The recently retired Tessa Virtue, one half of the best ice dance team of all-time, expressed a similar sentiment. About a year after her final Olympic skate in Pyeongchang, she spoke candidly about how difficult it's been for her to find her purpose in her post-skating life. "Whatever I take on next, I'm never going to be the best in the world," she said. Which is plainly true.

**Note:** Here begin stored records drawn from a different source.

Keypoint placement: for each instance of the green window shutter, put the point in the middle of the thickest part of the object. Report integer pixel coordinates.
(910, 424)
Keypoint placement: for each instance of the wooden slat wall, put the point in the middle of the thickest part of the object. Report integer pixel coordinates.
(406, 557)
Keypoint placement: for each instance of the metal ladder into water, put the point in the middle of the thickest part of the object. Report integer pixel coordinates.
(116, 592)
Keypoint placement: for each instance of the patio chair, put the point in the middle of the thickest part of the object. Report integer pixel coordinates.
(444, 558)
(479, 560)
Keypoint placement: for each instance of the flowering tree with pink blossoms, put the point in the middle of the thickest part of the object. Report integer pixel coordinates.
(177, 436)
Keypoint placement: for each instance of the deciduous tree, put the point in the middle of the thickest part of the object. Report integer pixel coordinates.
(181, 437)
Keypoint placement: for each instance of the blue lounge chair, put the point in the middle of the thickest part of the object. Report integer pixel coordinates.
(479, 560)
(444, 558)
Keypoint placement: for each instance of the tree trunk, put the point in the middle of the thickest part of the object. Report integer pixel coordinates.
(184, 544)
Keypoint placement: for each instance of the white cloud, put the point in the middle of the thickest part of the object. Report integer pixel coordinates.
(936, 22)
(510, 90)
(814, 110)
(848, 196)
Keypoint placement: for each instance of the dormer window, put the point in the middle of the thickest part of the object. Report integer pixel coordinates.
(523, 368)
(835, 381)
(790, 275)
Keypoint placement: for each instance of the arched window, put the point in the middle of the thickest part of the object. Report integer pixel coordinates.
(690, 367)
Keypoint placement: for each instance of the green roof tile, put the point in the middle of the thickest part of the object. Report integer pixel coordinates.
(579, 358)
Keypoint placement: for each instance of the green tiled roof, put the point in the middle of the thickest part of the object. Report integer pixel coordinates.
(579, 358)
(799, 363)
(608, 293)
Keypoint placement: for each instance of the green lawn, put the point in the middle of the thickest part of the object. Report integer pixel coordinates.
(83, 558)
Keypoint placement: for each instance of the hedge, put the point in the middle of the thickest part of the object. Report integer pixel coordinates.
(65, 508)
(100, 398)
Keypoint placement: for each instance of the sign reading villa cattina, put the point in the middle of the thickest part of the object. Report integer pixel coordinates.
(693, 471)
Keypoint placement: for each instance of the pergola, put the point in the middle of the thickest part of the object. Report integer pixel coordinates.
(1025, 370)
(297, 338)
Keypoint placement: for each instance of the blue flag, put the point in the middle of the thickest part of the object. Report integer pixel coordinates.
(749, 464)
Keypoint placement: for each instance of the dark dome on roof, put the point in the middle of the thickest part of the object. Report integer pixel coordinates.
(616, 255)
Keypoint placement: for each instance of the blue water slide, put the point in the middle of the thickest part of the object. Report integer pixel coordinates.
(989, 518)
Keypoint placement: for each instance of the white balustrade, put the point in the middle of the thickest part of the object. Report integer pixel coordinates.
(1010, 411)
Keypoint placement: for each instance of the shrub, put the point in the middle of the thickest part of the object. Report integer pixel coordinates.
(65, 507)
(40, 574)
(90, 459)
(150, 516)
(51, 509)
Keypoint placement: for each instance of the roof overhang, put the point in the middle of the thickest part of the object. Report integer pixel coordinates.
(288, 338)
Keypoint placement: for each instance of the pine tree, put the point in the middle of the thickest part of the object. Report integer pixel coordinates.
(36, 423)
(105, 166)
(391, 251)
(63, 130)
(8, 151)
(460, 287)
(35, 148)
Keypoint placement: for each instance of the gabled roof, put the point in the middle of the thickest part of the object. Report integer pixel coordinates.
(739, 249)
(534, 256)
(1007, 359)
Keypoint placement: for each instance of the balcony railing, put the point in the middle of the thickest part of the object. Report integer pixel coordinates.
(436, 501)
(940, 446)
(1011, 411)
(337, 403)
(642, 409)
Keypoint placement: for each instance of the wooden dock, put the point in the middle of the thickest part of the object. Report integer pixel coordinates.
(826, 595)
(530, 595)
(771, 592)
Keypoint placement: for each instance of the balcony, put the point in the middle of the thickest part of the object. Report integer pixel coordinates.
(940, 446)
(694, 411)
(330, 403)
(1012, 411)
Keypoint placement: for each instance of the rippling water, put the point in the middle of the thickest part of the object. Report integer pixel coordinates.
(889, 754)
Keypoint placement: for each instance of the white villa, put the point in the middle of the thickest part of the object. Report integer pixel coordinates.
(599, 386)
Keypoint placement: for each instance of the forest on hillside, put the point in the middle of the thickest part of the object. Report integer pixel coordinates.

Virtue will never be as good at something else as she was at ice dance.
"We almost feel like all of our life and social skills [have been put] aside to be good at one thing, and then you put us in the real world, and we're just like, lost," Biles said. There was a subtle but significant shift there. Biles went from "I" to "we." I was asking her something that was specific to her—How does one move on from being the greatest of all time at something?— and she answered by situating herself in the collective, relating her problems to those of her fellow athletes.
Biles is not the one who started calling herself the greatest. In fact, it took a while for her to warm up to the concept. When it comes to thinking about her life after the sport, Biles sees value in relating her experience to those of other athletes.
The need to label her as greater than them—the greatest—has always been about those doing the labeling more than it is about her. We needed a way of explaining her virtuosic talent, even if the label obfuscated more than it explained. We've never bothered defining what we meant by "greatest." Are we talking about her medal count? Or the number of records broken? Or the new skills she's introduced? Or the height on her somersaults? Or something else?
Greatest is the word we use to talk about Biles because we can't fully understand what she does and how she does it, no matter how hard she tries to explain it to us. We just know we're seeing something transcendent. And that transcendence is not tied to any one competition, no matter how important.